Loi contre le gaspillage et sur l'économie circulaire: des objectifs à long terme

Le 30 janvier 2020, le Parlement français a finalement adopté la loi relative à la lutte contre le gaspillage et à l'économie circulaire. Elle transpose en droit français plusieurs textes européens : les directives composant le « Paquet économie circulaire » adopté en 2018, qui fixent de nouveaux objectifs quantitatifs de recyclage et de collecte ; et une directive de 2019 qui encadre, voire interdit la commercialisation d'une liste de produits en plastique à usage unique. La loi consacre également plusieurs mesures issues d'une « feuille de route de l'économie circulaire » élaborée avec les acteurs concernés entre 2017 et 2018: « un plan de bataille antidéchets et antigaspillage », selon la définition qu'en avait donné le Premier ministre, Édouard Philippe.

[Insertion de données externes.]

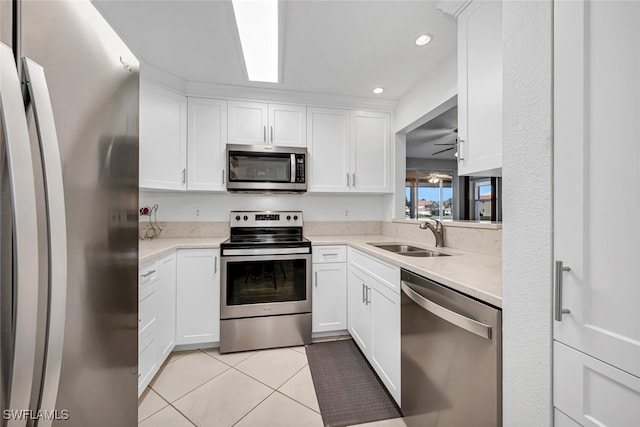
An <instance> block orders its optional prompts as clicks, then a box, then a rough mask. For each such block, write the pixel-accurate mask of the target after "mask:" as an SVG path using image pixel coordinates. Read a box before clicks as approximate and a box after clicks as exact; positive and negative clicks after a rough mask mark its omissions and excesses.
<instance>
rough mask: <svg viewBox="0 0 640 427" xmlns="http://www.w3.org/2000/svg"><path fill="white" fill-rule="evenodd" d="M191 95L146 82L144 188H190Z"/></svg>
mask: <svg viewBox="0 0 640 427" xmlns="http://www.w3.org/2000/svg"><path fill="white" fill-rule="evenodd" d="M186 147H187V98H186V97H185V96H182V95H179V94H177V93H174V92H171V91H169V90H166V89H164V88H161V87H159V86H157V85H155V84H153V83H150V82H146V81H144V80H143V81H142V82H141V85H140V187H142V188H155V189H161V190H184V189H185V188H186V175H185V174H186V164H187V160H186V155H187V152H186V150H187V148H186Z"/></svg>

Le texte se penche notamment sur le défi du plastique, même si les mesures ne sont pas assez concrètes selon des ONG environnementales. Il consacre notamment la promesse de campagne d'Emmanuel Macron de « tendre vers l'objectif de 100 % de plastique recyclé d'ici le 1er janvier 2025 ». Il établit également que « la France se donne pour objectif d'atteindre la fin de la mise sur le marché d'emballages en plastique à usage unique d'ici à 2040 », à travers une stratégie nationale définie par règlement avant 2022. La loi fixe également trois objectifs spécifiques aux bouteilles : des taux de collecte de 77% en 2025 et de 90% en 2029 (contre 57% aujourd'hui), ainsi qu'une réduction de moitié de la mise sur le marché des bouteilles à usage unique avant 2030.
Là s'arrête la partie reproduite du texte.